Plus de 100 000$ investis pour le dégivrage/antigivrage (vidéo)

Plus de 100 000$ investis pour le dégivrage/antigivrage (vidéo)

Crédit photo : claude boulet

La MRC de Charlevoix-Est a tenu une activité de presse afin de promouvoir les avantages de son nouveau système de dégivrage/antigivrage d’aéronefs à l’Aéroport de Charlevoix, aéroport dont elle est propriétaire et gestionnaire des opérations.
« Cet investissement de plus de 100 000 $ a permis l’acquisition d’un équipement qui permettra de contrer les conséquences négatives dues aux possibilités de givre sur la carlingue des aéronefs en début et en fin de saison », a mentionné Sylvain Tremblay, préfet de la MRC. Il ajoute que « la présence d’un équipement est un facteur déterminant dans le choix d’une destination aéroportuaire pour un pilote, agissant comme une sorte de police d’assurance ».
« L’aéroport, c’est un outil de développement sous-estimé qui pourrait soutenir davantage notre développement. C’est un bel endroit pour accueillir du tourisme international. Cet appareil améliore la sécurité et allonge la saisonnalité »
Selon le directeur général de la MRC, Pierre Girard, l’aéroport régional était déserté le printemps et l’automne depuis qu’un jet privé était resté collé ici au sol plusieurs jours pour de telles raisons, il y a quelques années. Le mot s’était vite passé. Bagotville et Québec étaient devenus les destinations choisies pour effectuer un ravitaillement. Il faut savoir qu’une telle opération apporte des revenus intéressants aux aéroports relativement à la vente d’essence et des revenus aussi pour l’atterrissage.
M. Girard confirme qu’une étude réalisée au coût de 12 000 $ a confirmé la rentabilité de cet achat. Une formation a donc été dispensée la semaine dernière par TUG Technologies Corporation/Premier, le fournisseur sélectionné dans le cadre d’un appel d’offres de la MRC, sur invitation.
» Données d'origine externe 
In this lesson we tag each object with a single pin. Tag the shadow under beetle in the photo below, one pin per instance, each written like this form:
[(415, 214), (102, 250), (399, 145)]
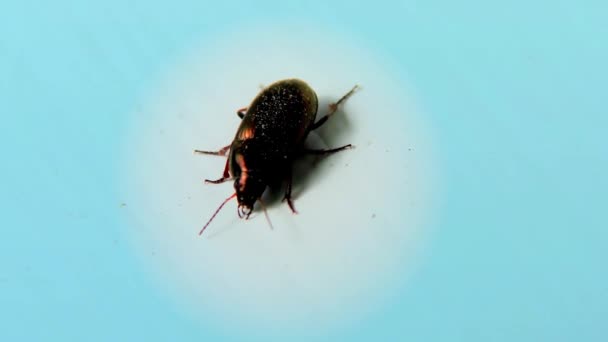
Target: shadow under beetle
[(270, 137)]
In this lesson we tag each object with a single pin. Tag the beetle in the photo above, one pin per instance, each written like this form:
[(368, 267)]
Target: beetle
[(270, 137)]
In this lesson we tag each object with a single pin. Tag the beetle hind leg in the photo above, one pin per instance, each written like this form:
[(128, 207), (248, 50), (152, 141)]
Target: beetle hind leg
[(241, 112), (287, 196), (334, 108)]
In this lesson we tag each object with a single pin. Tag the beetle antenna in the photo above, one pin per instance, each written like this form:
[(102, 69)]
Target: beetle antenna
[(266, 213), (217, 211)]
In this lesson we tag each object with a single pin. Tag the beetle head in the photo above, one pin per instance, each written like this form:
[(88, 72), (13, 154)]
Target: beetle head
[(248, 190)]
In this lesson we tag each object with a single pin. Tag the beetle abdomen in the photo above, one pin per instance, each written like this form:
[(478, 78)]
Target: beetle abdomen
[(283, 112)]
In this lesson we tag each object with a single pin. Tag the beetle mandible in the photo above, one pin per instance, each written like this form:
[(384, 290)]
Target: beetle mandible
[(271, 135)]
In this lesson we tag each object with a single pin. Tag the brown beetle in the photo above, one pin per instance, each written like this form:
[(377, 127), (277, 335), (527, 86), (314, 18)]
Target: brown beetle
[(271, 135)]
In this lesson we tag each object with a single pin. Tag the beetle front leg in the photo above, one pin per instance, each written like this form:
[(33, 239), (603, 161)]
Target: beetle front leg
[(222, 152), (225, 177), (333, 150), (333, 108), (287, 196)]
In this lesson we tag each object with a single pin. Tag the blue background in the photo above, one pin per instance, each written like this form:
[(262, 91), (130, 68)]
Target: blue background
[(515, 92)]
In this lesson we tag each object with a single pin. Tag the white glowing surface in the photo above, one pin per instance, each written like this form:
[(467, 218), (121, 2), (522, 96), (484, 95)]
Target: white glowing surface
[(361, 212)]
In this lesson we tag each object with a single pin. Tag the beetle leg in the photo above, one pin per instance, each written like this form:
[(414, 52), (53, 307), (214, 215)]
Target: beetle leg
[(221, 152), (329, 151), (287, 196), (333, 108), (225, 176), (241, 112)]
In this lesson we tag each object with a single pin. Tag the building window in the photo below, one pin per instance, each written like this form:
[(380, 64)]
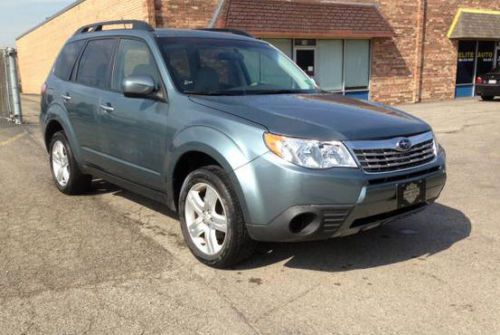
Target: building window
[(475, 58), (341, 66), (466, 60)]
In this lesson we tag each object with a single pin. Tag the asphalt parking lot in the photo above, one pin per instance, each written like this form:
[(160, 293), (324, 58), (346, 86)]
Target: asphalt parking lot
[(111, 262)]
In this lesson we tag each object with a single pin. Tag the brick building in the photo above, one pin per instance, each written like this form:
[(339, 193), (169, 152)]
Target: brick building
[(393, 51)]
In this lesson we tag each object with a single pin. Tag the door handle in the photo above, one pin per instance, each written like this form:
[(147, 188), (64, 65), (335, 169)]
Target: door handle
[(106, 108)]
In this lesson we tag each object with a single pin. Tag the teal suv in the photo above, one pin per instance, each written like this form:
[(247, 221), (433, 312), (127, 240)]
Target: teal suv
[(230, 133)]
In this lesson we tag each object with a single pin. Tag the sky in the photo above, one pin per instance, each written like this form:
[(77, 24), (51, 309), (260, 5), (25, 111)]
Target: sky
[(18, 16)]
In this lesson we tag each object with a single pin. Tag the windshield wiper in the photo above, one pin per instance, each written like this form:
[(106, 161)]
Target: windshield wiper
[(284, 91), (214, 93)]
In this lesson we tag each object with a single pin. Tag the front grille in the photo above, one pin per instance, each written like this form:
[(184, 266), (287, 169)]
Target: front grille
[(388, 160)]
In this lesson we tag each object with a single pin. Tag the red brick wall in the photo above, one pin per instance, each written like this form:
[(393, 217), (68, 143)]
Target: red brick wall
[(440, 54), (184, 13)]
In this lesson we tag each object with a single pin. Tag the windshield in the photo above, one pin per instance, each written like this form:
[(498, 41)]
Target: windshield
[(231, 67)]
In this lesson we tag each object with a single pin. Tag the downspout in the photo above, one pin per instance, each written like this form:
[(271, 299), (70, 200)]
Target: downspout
[(13, 84), (419, 50), (216, 15), (151, 12)]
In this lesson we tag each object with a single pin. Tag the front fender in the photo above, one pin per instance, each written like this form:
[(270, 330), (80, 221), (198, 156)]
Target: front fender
[(230, 152), (57, 113)]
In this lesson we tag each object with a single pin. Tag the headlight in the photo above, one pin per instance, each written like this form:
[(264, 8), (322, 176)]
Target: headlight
[(436, 147), (310, 153)]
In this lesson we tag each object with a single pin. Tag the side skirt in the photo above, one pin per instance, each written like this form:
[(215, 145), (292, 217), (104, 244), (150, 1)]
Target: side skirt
[(128, 185)]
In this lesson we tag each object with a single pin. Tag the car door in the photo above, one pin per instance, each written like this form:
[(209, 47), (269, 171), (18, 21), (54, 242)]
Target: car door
[(135, 129), (90, 85)]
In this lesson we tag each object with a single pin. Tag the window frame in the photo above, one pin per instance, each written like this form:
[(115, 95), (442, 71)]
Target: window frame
[(162, 87), (343, 90)]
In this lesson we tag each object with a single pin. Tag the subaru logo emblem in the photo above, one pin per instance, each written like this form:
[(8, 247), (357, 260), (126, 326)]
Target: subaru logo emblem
[(403, 145)]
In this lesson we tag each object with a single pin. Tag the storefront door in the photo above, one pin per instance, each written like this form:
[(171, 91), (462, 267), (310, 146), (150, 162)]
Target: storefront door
[(305, 58)]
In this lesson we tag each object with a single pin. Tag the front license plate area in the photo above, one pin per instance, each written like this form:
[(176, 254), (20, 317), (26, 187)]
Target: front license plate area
[(411, 194)]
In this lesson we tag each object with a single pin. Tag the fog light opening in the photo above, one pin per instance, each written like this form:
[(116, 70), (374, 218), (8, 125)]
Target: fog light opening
[(301, 222)]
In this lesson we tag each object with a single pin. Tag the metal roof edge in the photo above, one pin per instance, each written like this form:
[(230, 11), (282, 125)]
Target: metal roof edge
[(50, 18)]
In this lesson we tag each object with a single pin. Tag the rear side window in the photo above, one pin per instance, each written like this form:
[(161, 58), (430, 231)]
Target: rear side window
[(133, 59), (66, 61), (95, 64)]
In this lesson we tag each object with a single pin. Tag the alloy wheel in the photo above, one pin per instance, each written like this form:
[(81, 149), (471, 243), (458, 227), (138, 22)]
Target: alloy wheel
[(206, 218)]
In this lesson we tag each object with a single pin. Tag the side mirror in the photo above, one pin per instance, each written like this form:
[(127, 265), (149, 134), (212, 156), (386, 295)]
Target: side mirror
[(138, 86)]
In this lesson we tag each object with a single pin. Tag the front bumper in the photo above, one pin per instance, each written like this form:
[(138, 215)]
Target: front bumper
[(280, 198)]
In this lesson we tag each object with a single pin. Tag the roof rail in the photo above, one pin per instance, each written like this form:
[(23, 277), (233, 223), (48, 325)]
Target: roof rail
[(229, 31), (136, 25)]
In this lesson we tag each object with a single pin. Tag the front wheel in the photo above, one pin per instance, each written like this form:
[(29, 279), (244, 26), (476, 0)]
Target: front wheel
[(67, 176), (211, 219)]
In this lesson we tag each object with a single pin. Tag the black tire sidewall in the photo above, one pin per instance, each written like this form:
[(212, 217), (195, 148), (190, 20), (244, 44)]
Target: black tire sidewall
[(213, 178)]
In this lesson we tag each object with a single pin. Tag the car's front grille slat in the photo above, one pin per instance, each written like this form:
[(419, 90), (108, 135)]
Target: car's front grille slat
[(377, 160)]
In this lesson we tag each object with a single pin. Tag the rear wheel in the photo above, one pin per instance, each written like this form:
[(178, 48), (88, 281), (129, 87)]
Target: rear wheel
[(211, 219), (67, 176)]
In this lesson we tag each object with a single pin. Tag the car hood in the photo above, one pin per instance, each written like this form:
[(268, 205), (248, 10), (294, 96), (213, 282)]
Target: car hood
[(318, 116)]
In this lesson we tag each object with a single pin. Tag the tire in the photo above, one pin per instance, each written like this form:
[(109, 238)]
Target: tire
[(233, 246), (71, 181)]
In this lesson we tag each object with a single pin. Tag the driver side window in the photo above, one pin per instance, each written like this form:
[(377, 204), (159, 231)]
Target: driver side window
[(134, 59)]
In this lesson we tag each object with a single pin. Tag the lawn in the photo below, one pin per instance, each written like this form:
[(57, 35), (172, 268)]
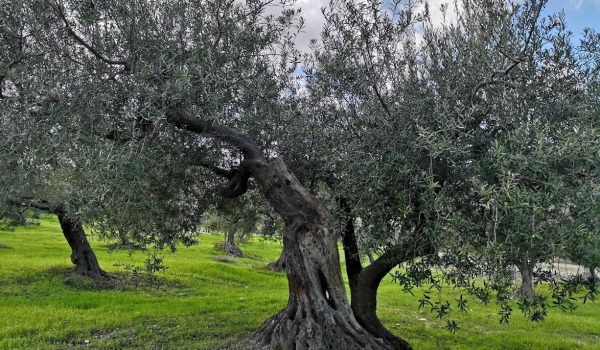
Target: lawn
[(204, 302)]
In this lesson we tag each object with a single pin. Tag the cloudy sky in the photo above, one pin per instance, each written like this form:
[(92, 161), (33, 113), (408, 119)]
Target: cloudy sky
[(579, 14)]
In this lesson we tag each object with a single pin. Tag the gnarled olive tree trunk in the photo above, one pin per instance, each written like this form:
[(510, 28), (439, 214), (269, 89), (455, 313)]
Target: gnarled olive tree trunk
[(82, 254), (318, 315), (229, 245), (364, 282), (279, 264), (526, 270)]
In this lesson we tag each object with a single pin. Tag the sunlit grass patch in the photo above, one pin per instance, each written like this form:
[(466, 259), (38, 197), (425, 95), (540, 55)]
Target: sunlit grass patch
[(200, 302)]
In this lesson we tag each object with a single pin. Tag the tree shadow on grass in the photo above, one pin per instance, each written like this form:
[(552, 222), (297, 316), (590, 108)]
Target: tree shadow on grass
[(119, 281)]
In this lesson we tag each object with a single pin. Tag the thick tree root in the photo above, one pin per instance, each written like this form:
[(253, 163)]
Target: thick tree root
[(305, 329), (232, 249)]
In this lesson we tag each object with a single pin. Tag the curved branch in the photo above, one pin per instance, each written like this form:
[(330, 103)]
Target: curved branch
[(182, 120), (80, 40)]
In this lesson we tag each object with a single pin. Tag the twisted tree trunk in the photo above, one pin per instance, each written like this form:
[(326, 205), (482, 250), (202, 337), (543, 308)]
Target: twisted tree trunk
[(526, 270), (318, 315), (364, 282), (229, 245), (82, 254), (279, 264)]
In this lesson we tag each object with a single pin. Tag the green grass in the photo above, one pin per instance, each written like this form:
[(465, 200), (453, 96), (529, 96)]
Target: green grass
[(204, 301)]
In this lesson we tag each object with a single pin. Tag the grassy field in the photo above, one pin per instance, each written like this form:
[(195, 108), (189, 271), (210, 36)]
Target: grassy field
[(202, 302)]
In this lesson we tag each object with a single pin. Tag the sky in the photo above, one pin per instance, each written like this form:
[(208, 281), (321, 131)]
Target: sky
[(579, 14)]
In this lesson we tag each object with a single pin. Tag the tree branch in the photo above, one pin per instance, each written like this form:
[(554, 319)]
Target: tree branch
[(181, 120), (80, 40), (42, 204)]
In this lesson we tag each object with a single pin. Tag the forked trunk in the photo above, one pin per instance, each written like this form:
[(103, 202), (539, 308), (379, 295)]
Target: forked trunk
[(279, 265), (526, 270), (593, 275), (364, 282), (82, 255), (229, 245), (318, 315)]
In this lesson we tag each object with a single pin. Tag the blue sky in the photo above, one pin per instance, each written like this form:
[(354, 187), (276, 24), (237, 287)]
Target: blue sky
[(579, 14)]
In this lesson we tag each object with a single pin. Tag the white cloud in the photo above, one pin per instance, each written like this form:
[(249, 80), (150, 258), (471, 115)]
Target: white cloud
[(577, 3), (314, 21)]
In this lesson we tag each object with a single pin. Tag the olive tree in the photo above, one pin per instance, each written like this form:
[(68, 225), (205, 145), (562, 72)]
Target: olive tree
[(431, 121), (150, 103)]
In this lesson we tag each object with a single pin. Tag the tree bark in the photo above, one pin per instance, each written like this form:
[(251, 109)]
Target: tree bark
[(279, 265), (364, 282), (229, 245), (593, 275), (526, 270), (318, 315), (82, 254)]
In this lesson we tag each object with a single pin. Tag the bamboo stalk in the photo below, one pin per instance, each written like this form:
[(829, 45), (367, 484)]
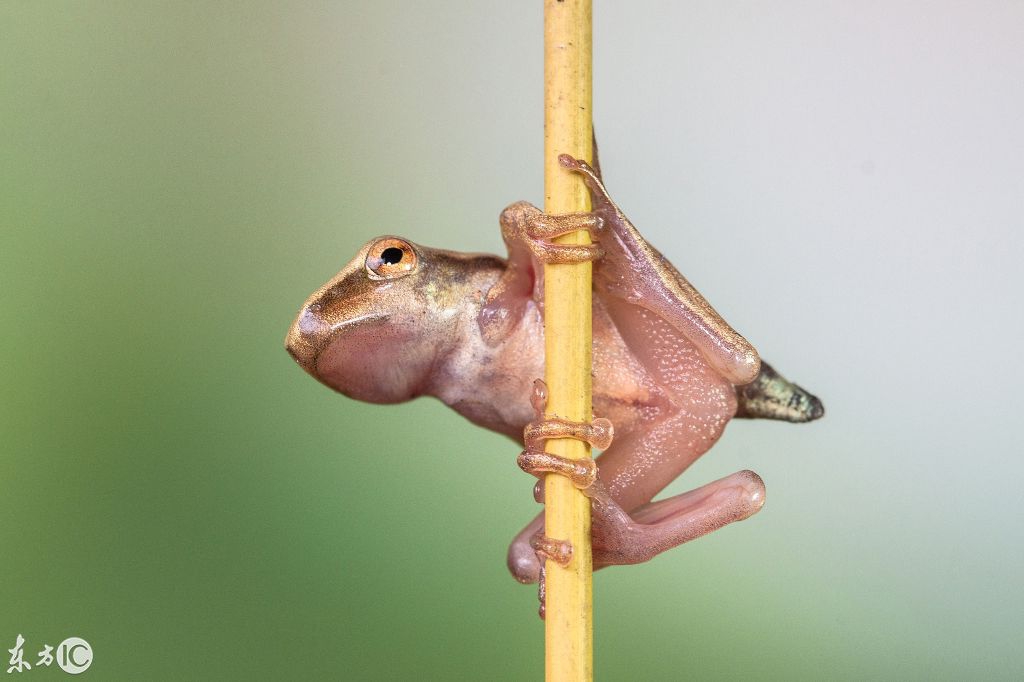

Cet ajout peut donc prolonger de plusieurs semaines les opérations dans Charlevoix.
Pour Jacques Lévesque, directeur de Tourisme – Charlevoix, c’est effectivement un avantage pour le tourisme d’affaires, les propriétaires de jets privés et les aventuriers. La météo est très variable en région, de sorte que les pilotes craignaient de se retrouver dans l’impossibilité de s’envoler après quelques jours passés ici.
Les coûts de dégivrage varient entre 500 et 10 000 $, selon la grosseur de l’appareil. Ici, considérant la longueur de la piste, les longs porteurs ne peuvent atterrir.
Selon Sylvain Tremblay, propriétaire d’Aviation Charlevoix, une entreprise touristique, l’envolée est l’aspect le plus risqué d’un vol. « Aucun givre n’est permis sur l’appareil, sinon il y a danger. Moi, ma saison de vols sera complétée lorsque cet appareil servira. Mais c’est une belle acquisition. Le mot va vite se passer qu’on peut atterrir maintenant dans Charlevoix ».
Rappelons que l’aéroport restera fermé l’hiver puisqu’il n’est pas équipé pour effectuer le déneigement.